= Hu–Washizu principle =

In continuum mechanics, and in particular in finite element analysis, the Hu–Washizu principle is a variational principle which says that the action

$\int_{V^e} \left[ \frac{1}{2} \varepsilon^T C \varepsilon - \sigma^T \varepsilon + \sigma^T (\nabla u) - \bar{p}^T u \right] dV - \int_{S_\sigma^e} \bar{T}^T u\ dS$

is stationary, where $C$ is the elastic stiffness tensor. The Hu–Washizu principle is used to develop mixed finite element methods. The principle is named after Hu Haichang and Kyūichirō Washizu.

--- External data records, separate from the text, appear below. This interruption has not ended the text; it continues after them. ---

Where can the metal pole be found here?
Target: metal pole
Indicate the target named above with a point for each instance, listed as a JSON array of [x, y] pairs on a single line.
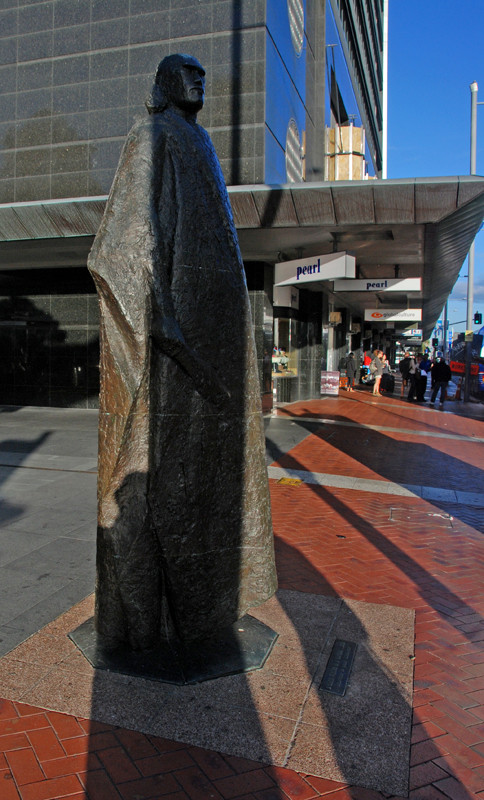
[[470, 261], [470, 272], [446, 325]]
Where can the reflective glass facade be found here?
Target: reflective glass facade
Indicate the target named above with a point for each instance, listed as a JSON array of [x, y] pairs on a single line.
[[74, 75]]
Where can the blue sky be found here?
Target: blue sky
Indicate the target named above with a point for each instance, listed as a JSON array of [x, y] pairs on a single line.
[[435, 51]]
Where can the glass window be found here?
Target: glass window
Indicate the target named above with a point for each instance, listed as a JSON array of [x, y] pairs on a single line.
[[284, 354]]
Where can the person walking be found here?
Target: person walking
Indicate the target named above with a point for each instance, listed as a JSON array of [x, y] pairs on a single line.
[[441, 376], [403, 367], [376, 369], [413, 373], [421, 379], [351, 370]]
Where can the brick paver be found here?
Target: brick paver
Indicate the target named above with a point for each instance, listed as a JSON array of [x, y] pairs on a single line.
[[366, 546]]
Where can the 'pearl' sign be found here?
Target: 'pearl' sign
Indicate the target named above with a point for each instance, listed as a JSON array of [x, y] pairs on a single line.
[[314, 270], [393, 314], [379, 285]]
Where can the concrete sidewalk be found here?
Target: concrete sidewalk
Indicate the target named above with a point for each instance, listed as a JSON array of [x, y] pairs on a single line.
[[383, 514]]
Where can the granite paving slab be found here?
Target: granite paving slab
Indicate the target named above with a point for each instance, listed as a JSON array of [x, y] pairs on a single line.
[[277, 715]]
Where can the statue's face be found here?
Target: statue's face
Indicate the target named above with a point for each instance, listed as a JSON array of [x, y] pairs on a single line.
[[190, 91]]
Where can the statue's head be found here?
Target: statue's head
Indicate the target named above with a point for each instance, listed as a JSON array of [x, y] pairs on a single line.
[[179, 82]]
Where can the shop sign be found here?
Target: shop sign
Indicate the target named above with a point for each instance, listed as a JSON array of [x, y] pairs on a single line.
[[393, 314], [329, 382], [379, 285], [413, 332], [459, 367], [314, 269]]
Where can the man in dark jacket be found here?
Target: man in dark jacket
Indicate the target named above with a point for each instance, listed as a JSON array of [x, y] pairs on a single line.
[[441, 375], [404, 367]]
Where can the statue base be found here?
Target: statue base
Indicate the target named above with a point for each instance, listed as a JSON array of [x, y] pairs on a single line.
[[241, 647]]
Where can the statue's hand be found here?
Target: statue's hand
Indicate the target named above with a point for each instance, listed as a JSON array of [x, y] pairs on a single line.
[[167, 337]]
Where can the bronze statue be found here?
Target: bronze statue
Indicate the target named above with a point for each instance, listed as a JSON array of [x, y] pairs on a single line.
[[185, 541]]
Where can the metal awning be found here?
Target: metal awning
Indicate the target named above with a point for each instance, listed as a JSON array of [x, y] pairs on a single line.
[[420, 227]]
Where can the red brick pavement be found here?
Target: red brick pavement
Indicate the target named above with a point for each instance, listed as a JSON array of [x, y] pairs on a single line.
[[328, 541]]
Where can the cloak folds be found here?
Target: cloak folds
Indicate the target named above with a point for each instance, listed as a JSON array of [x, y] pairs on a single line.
[[185, 542]]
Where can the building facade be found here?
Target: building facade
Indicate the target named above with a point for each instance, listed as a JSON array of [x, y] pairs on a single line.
[[295, 97]]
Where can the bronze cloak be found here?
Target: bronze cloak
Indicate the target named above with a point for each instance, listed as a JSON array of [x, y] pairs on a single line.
[[185, 540]]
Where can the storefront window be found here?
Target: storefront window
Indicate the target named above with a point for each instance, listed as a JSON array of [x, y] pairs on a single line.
[[284, 355]]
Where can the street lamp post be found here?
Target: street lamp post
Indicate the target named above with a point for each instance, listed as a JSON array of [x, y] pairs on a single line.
[[470, 272]]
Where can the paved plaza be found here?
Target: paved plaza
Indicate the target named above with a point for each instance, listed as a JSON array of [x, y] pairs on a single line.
[[378, 517]]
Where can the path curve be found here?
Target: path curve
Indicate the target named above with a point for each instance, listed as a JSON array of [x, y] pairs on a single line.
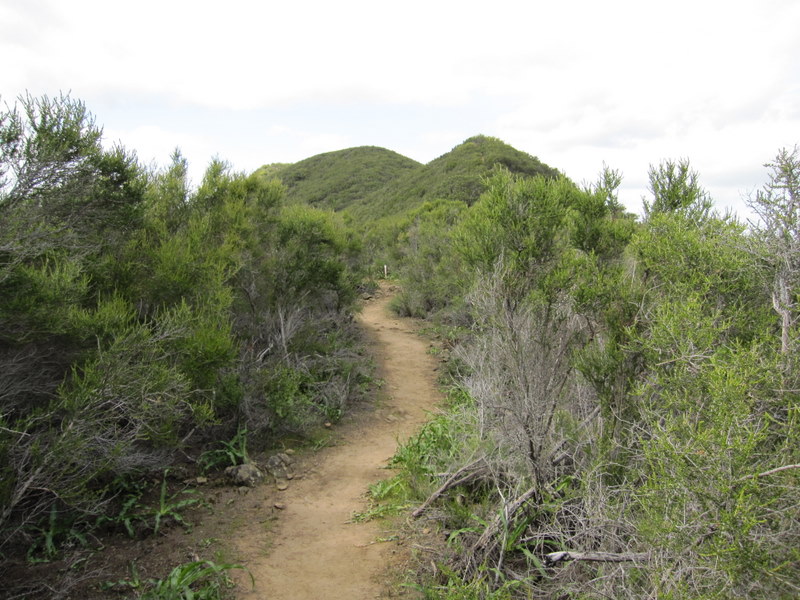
[[317, 553]]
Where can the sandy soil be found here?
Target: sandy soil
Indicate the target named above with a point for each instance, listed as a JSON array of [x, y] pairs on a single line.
[[313, 550]]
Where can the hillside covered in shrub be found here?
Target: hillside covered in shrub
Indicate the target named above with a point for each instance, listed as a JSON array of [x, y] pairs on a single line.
[[143, 322]]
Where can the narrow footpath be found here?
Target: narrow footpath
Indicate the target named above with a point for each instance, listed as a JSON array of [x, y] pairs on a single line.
[[317, 552]]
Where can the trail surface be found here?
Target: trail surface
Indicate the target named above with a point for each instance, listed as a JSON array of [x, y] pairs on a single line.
[[317, 552]]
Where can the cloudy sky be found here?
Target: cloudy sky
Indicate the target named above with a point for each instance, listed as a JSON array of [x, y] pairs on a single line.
[[576, 83]]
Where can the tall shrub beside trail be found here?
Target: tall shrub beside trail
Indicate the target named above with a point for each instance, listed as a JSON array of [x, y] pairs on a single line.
[[635, 383], [137, 311]]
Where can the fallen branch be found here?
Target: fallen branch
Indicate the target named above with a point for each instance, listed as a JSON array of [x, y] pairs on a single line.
[[557, 557], [488, 539], [463, 475]]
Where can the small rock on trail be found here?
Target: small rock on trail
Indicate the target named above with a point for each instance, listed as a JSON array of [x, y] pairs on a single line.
[[315, 550]]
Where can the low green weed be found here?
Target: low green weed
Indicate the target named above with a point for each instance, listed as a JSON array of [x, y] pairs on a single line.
[[198, 580], [135, 514], [231, 453], [58, 533]]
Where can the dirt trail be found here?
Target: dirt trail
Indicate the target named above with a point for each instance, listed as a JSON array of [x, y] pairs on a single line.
[[316, 553]]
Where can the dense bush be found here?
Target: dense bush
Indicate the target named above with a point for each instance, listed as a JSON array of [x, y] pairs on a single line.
[[140, 317], [633, 394]]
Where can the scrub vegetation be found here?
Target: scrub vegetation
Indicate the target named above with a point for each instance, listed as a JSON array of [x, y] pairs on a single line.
[[624, 405]]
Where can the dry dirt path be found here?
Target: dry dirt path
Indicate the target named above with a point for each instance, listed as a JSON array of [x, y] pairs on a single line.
[[316, 552]]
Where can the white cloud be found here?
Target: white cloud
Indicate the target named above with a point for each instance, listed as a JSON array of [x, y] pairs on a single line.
[[575, 83]]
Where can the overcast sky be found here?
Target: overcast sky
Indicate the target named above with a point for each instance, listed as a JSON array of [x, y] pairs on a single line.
[[576, 83]]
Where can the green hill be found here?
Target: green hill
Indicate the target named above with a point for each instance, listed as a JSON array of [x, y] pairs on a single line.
[[456, 175], [372, 183], [335, 180]]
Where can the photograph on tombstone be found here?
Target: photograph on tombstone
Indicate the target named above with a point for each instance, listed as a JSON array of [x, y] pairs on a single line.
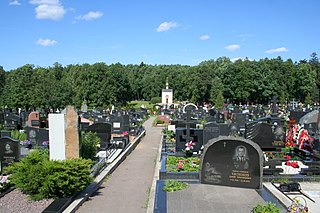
[[8, 149], [241, 158], [231, 161]]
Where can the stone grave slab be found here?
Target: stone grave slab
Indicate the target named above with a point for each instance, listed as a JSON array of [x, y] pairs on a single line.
[[231, 161]]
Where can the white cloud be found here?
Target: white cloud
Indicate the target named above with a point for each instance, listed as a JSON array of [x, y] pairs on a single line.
[[14, 2], [204, 37], [167, 26], [48, 9], [240, 58], [232, 47], [91, 15], [46, 42], [277, 50], [44, 1]]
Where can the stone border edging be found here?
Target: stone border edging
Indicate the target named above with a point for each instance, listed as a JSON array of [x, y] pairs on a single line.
[[87, 192], [152, 195]]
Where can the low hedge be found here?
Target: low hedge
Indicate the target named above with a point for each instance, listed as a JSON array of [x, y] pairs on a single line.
[[41, 178]]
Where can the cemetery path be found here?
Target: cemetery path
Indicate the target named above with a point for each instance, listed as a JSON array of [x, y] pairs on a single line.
[[127, 189]]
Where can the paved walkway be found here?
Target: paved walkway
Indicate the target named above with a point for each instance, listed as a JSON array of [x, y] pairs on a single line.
[[127, 189], [202, 198]]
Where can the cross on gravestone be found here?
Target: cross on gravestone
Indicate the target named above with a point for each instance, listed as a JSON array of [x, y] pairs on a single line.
[[274, 104], [187, 137]]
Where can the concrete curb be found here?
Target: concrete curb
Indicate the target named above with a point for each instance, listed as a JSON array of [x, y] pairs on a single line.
[[85, 194], [155, 178]]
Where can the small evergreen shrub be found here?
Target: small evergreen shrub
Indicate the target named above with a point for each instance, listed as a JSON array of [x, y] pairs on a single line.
[[174, 185], [21, 136], [266, 208], [89, 145], [41, 178], [155, 100]]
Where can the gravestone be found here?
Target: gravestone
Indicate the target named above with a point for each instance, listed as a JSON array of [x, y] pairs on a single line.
[[9, 151], [64, 135], [210, 130], [240, 119], [72, 133], [230, 161], [37, 135], [103, 131], [12, 121], [196, 135], [84, 107], [120, 123], [220, 117], [267, 136], [34, 120]]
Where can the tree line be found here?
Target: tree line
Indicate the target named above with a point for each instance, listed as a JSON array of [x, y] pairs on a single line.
[[102, 85]]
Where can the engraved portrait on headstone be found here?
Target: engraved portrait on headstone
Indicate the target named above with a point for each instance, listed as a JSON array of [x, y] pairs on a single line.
[[240, 157]]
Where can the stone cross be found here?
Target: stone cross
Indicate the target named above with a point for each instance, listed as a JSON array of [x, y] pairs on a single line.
[[187, 137]]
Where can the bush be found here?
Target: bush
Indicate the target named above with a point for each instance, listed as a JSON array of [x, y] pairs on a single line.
[[41, 178], [266, 208], [21, 136], [89, 145], [173, 185], [155, 100]]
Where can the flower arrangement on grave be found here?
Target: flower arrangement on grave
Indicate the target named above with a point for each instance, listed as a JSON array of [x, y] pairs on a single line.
[[181, 164], [4, 183], [189, 147], [291, 162], [304, 140], [298, 136], [45, 143], [27, 144]]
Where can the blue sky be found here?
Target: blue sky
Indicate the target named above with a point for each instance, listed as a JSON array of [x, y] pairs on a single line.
[[42, 32]]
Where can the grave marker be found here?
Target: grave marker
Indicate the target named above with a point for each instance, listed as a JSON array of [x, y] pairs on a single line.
[[9, 151], [231, 161]]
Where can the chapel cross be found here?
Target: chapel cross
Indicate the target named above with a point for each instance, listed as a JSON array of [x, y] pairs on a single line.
[[188, 122]]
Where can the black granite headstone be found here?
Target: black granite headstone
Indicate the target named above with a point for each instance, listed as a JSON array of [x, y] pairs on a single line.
[[265, 135], [210, 130], [9, 151], [195, 134], [103, 131], [231, 161], [220, 117], [37, 135]]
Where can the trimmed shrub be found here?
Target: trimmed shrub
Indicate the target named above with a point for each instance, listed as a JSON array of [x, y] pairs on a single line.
[[264, 208], [41, 178], [89, 145], [155, 100]]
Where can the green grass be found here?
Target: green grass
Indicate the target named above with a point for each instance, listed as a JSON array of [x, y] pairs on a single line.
[[173, 185], [137, 104], [188, 164]]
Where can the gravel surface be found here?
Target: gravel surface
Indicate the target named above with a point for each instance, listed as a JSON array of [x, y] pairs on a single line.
[[16, 202]]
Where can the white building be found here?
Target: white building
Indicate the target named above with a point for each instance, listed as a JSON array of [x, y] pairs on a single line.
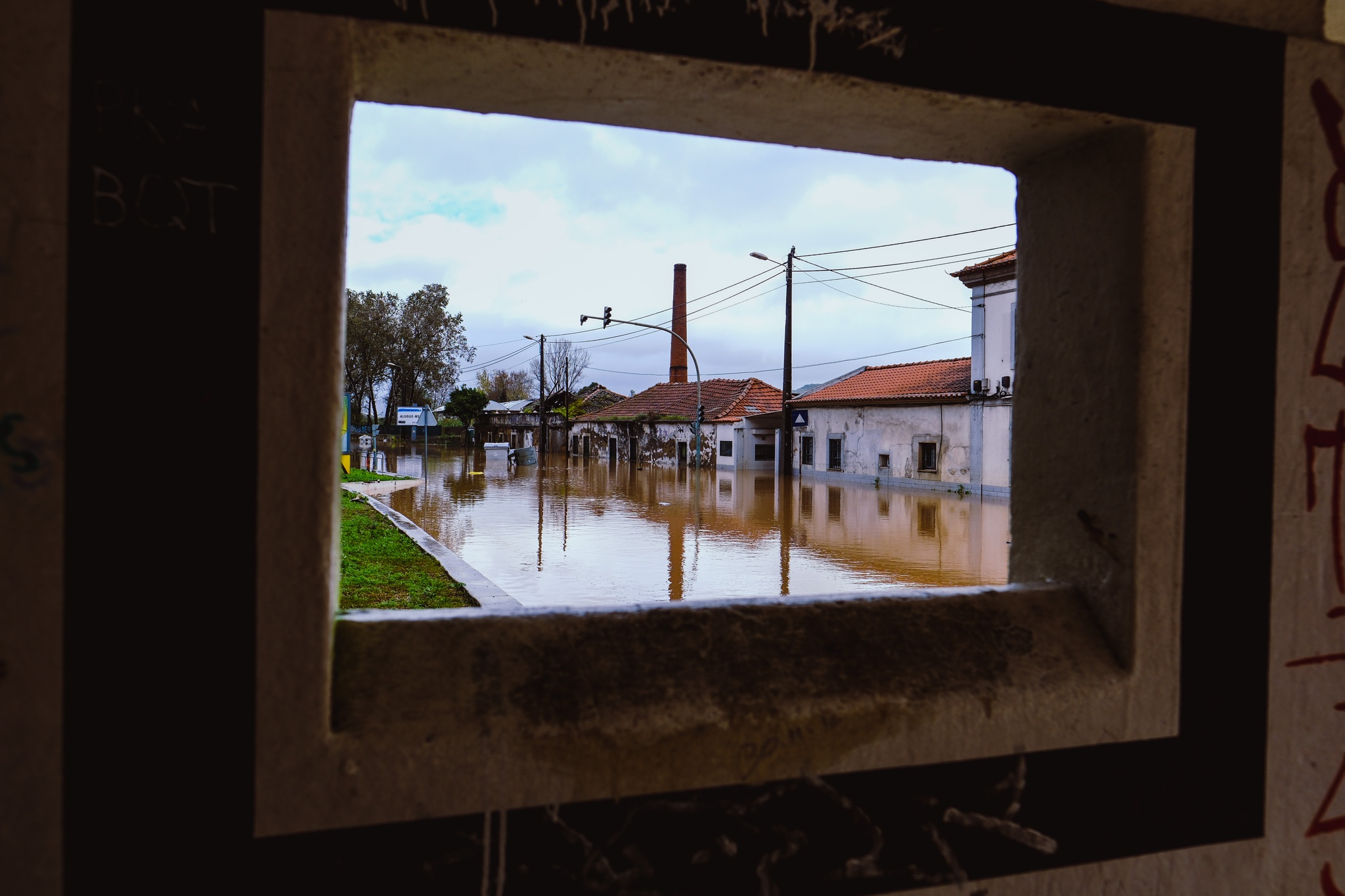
[[655, 426], [944, 425]]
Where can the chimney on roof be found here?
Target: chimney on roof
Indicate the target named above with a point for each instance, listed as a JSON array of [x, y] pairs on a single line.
[[677, 359]]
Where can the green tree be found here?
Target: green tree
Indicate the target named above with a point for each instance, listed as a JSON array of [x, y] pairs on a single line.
[[467, 405], [505, 386], [370, 335]]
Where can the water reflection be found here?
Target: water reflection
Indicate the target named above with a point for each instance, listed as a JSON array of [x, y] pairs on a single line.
[[586, 531]]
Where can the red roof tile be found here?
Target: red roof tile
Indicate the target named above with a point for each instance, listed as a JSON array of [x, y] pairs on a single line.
[[948, 378], [1002, 259], [725, 402]]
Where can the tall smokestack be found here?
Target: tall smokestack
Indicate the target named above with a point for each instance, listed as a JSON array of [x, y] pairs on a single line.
[[677, 360]]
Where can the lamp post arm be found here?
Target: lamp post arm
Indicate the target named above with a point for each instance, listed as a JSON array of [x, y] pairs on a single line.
[[697, 421]]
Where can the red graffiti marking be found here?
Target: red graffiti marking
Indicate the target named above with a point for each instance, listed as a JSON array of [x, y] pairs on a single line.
[[1321, 824], [1331, 114], [1329, 887], [1315, 661]]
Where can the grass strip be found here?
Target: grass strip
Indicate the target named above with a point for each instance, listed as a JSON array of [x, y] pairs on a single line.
[[365, 476], [381, 568]]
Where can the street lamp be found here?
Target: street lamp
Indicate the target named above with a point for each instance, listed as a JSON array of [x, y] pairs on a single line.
[[699, 409], [541, 391], [786, 423]]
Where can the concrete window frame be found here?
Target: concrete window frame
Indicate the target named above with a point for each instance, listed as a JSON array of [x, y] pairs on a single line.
[[474, 710]]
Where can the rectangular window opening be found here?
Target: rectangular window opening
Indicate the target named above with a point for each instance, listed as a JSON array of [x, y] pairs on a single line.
[[929, 457], [929, 535]]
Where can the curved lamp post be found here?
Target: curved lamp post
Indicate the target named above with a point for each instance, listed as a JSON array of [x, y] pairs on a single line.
[[699, 409]]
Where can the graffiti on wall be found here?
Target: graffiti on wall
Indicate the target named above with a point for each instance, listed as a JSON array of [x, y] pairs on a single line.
[[864, 28], [1328, 817]]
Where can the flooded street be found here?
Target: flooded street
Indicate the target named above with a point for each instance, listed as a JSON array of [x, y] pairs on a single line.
[[581, 531]]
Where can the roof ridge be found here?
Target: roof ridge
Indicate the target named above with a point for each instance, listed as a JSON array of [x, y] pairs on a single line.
[[937, 360]]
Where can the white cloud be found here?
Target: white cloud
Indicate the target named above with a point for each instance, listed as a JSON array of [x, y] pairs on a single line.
[[531, 223]]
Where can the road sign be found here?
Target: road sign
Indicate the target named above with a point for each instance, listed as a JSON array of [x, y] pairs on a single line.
[[412, 417]]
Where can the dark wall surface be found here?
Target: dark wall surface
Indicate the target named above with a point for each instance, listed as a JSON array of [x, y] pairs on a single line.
[[165, 142]]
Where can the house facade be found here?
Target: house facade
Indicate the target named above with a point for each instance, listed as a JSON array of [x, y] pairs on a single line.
[[657, 426], [939, 425]]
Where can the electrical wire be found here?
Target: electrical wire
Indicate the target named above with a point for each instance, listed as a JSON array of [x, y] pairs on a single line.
[[907, 242], [872, 301], [967, 310], [937, 258], [798, 367]]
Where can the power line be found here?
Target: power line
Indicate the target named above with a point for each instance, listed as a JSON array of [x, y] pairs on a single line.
[[771, 370], [937, 258], [967, 310], [872, 301], [907, 242]]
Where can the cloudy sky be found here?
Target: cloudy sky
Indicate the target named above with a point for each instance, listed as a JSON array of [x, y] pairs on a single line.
[[530, 223]]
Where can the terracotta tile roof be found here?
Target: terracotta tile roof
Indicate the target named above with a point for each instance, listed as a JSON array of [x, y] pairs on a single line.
[[725, 402], [989, 267], [943, 379], [595, 399]]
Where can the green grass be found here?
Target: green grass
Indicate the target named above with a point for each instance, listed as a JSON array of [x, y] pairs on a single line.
[[365, 476], [382, 568]]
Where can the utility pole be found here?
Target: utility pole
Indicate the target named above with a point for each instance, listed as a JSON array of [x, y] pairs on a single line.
[[541, 394], [786, 422], [699, 409]]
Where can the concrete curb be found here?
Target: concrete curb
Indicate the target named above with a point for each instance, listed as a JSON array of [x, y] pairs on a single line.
[[382, 488], [486, 593]]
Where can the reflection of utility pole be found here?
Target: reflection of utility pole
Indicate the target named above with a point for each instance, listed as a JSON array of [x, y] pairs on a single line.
[[787, 389], [786, 532]]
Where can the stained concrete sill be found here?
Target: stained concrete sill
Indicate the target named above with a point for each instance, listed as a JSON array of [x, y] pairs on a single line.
[[643, 698]]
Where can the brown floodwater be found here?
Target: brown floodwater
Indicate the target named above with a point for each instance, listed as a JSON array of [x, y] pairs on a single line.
[[579, 531]]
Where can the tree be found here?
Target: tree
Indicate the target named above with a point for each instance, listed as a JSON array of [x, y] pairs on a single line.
[[467, 405], [370, 324], [505, 386], [412, 344], [565, 366]]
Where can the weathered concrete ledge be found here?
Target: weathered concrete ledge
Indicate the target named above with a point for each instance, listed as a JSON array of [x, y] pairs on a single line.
[[486, 593], [552, 704]]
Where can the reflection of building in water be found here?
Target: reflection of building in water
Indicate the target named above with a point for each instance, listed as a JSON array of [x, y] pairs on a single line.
[[925, 425]]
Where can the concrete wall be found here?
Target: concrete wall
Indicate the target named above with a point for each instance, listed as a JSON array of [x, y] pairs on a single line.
[[144, 720], [896, 431], [657, 442]]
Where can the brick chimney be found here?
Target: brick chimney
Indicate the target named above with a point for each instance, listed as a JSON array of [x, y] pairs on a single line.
[[677, 360]]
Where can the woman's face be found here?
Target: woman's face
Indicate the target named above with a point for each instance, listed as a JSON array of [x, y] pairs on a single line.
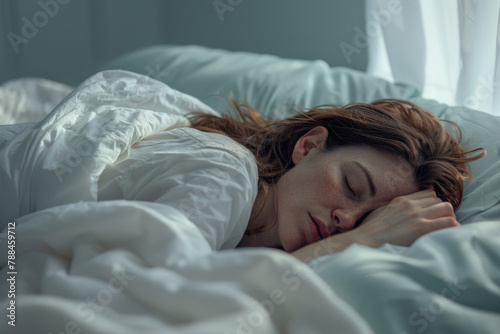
[[329, 192]]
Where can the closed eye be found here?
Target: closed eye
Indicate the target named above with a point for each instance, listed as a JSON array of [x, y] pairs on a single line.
[[349, 187], [360, 220]]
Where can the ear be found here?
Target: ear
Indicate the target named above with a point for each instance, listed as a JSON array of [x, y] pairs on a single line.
[[315, 138]]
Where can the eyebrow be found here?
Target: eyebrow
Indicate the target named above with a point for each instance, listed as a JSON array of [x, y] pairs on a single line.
[[373, 190]]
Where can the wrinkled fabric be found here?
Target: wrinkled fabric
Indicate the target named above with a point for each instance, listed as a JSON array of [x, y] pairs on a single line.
[[107, 242]]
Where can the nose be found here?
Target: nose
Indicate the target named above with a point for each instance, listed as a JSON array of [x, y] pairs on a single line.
[[344, 220]]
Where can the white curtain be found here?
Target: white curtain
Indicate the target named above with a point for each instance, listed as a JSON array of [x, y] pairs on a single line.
[[448, 49]]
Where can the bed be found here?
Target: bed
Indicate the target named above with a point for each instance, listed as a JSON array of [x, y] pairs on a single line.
[[83, 266]]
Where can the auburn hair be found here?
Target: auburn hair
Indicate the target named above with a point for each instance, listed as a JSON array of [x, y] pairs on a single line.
[[436, 157]]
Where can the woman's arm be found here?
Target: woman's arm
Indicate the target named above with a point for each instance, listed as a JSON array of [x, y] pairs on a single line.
[[400, 222]]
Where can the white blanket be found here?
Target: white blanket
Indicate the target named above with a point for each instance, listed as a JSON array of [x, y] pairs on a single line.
[[84, 266]]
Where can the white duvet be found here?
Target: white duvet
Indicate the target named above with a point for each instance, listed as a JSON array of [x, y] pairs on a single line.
[[83, 266]]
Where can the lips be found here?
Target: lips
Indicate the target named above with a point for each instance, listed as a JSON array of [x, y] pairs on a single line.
[[318, 229], [314, 230]]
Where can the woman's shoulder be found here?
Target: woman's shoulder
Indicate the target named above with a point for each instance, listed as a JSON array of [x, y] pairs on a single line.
[[215, 141]]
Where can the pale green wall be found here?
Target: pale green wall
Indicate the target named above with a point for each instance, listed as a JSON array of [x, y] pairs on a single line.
[[84, 34]]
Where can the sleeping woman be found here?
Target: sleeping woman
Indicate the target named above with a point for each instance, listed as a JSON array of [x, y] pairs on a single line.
[[385, 172], [312, 184]]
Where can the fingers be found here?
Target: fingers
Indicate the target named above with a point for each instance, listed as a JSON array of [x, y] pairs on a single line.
[[439, 223], [441, 209], [427, 193]]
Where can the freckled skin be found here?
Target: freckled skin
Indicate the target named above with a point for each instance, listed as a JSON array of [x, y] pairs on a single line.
[[330, 186], [316, 185]]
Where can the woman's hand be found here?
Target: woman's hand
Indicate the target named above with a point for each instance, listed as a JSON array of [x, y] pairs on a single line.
[[400, 222], [405, 219]]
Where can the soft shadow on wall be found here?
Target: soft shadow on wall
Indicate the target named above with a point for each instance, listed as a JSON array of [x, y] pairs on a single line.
[[68, 40]]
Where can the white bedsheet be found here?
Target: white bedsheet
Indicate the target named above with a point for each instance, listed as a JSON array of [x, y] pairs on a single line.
[[132, 266], [140, 267]]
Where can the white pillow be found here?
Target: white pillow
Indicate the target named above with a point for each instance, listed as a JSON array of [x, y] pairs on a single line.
[[271, 84]]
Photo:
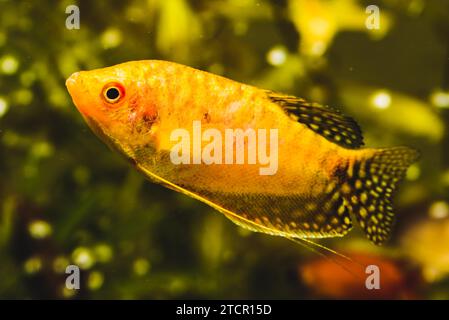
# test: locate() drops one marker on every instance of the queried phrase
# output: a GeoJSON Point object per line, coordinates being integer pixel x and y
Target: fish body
{"type": "Point", "coordinates": [322, 180]}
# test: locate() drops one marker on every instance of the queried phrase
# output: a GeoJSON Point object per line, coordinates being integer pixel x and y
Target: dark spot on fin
{"type": "Point", "coordinates": [370, 188]}
{"type": "Point", "coordinates": [327, 122]}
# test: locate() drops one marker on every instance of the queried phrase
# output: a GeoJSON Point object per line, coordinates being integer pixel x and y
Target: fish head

The Euler–Lagrange equations of the Hu–Washizu functional are the following equations:

$$\begin{cases}
\nabla \cdot \boldsymbol{\sigma} + \mathbf{f} = \mathbf{0} & \text{(Equilibrium)} \\
\boldsymbol{\sigma} = \frac{\partial W}{\partial \boldsymbol{\varepsilon}} & \text{(Constitutive law)} \\
\boldsymbol{\varepsilon} = \nabla^s \mathbf{u} & \text{(Compatibility)}
\end{cases}$$

with appropriate boundary conditions

$\boldsymbol{\sigma} \cdot \mathbf{n} = \mathbf{t} \quad \text{on} \quad \partial \Omega_t$.